PPN 12% dan tax amnesty akan diberlakukan 2025 – Pajak orang kaya diampuni, ‘kelas pekerja dibikin menderita’
Kengototan pemerintah menaikkan Pajak Pertambahan Nilai (PPN) menjadi 12% dan memberlakukan pengampunan pajak pada 2025 memperlihatkan bahwa “pemerintah sedang putus asa mengejar penerimaan negara dan melihat kelas pekerja sebagai warga yang masih bisa dibikin menderita” demi membiayai visi-misi Presiden Prabowo Subianto, kata ekonom dari Bright Institute, Muhammad Andri Perdana.
Sebelumnya Ketua Dewan Ekonomi Nasional (DEN), Luhut Binsar Panjaitan, mengeklaim adanya kemungkinan penundaan kenaikan PPN tahun depan.
Tapi belakangan klaim itu dibantah Menteri Koordinator (Menko) bidang Perekonomian, Airlangga Hartarto, yang mengatakan belum ada pembahasan soal penundaan penerapan PPN 12%.
Di media sosial, petisi berisi desakan kepada pemerintah untuk membatalkan kebijakan tersebut telah menembus 15.000 lebih tanda tangan.
Di sisi lain, ajakan boikot PPN dengan menerapkan gaya hidup hemat alias frugal living mulai diterapkan beberapa orang.
Apakah gerakan boikot ini bakal berpengaruh?

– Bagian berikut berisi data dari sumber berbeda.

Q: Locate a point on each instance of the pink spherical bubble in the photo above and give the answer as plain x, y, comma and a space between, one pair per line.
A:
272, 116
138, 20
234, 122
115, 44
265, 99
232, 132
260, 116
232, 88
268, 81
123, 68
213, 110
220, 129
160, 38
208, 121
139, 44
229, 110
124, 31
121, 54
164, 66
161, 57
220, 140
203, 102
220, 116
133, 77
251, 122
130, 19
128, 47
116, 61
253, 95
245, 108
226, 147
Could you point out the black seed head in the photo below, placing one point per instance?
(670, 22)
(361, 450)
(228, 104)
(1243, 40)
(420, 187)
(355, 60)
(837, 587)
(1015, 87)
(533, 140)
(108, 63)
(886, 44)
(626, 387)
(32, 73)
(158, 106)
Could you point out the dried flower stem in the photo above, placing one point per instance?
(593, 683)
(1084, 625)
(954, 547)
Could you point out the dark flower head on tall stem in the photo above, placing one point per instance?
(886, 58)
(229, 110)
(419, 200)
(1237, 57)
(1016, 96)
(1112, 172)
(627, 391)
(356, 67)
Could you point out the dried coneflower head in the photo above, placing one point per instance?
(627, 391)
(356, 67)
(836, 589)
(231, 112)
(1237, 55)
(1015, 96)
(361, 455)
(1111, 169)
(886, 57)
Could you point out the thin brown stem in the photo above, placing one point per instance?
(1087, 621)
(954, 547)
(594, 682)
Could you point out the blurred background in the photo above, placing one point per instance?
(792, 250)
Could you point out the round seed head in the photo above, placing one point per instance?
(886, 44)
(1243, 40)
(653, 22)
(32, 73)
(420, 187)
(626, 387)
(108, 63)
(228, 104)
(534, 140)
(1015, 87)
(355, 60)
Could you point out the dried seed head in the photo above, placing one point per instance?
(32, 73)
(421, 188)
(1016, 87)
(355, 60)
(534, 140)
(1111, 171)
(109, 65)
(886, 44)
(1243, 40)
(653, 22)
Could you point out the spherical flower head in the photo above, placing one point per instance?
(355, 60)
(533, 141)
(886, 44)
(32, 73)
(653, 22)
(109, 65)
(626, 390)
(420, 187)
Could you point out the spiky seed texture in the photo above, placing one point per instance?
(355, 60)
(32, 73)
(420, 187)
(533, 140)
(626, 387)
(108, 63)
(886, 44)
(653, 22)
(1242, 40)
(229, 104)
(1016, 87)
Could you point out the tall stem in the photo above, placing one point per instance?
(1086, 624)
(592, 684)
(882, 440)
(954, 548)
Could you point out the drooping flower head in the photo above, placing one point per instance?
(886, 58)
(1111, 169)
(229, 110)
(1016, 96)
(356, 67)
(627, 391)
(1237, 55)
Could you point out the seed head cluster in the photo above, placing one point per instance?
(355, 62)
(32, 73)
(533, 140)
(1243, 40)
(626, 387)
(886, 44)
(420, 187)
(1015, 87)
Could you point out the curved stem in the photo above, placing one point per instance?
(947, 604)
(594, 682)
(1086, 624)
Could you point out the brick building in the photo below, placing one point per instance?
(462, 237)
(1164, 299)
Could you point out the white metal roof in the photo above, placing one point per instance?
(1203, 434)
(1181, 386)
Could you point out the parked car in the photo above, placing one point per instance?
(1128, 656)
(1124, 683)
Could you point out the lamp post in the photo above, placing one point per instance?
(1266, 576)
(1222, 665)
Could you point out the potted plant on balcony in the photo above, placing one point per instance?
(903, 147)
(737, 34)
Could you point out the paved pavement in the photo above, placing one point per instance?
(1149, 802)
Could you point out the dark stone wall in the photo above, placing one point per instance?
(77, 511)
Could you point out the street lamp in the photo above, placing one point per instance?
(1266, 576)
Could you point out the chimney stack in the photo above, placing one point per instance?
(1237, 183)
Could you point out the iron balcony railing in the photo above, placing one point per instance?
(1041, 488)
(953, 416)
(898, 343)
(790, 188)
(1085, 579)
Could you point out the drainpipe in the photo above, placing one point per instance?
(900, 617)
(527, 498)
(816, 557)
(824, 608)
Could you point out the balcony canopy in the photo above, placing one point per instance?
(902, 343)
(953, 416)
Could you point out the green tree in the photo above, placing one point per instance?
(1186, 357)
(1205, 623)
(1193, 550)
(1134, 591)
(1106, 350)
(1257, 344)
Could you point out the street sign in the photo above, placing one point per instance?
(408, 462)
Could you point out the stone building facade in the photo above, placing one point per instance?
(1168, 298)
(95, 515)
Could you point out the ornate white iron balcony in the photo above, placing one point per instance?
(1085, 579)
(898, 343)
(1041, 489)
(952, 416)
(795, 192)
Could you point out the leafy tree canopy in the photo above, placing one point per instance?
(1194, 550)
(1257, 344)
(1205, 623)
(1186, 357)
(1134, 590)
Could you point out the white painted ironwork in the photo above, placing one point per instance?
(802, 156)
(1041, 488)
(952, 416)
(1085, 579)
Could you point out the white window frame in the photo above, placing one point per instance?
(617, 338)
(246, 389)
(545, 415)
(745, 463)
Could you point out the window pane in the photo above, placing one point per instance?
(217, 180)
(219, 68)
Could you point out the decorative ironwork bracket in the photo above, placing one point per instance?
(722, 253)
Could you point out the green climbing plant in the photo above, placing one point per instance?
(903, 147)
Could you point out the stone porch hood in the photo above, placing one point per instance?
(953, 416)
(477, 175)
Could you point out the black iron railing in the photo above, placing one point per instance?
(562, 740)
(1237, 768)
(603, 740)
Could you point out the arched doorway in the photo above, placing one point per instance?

Adakah cara lain yang bisa dilakukan pemerintah untuk meningkatkan penerimaan negara selain menaikkan PPN?
‘Saya tidak perlu berkontribusi ke pemerintah’
Ajakan untuk memboikot bayar Pajak Pertambahan Nilai (PPN) dengan mengurangi belanja atau bahkan tidak berbelanja di pasar modern atau pusat perbelanjaan menggema di media sosial X sejak bulan lalu.
Seruan itu dilontarkan sebagai bentuk protes atas rencana pemerintah yang akan memberlakukan kenaikan PPN jadi 12% pada awal tahun depan.
Sejumlah warganet menyatakan setuju dengan ajakan itu dan menyatakan bakal berbelanja di pasar tradisional agar tak kena pajak.
— Wibudi 🐿🦉👽🔮🧟♀️☔🦚🗡️🔨📜 (@BudiBukanIntel) November 18, 2024
Herita, seorang warga Jakarta, adalah salah satunya.
Dia terang-terangan bilang “merasa dongkol karena selalu membayar pajak tapi tidak merasakan hasilnya”.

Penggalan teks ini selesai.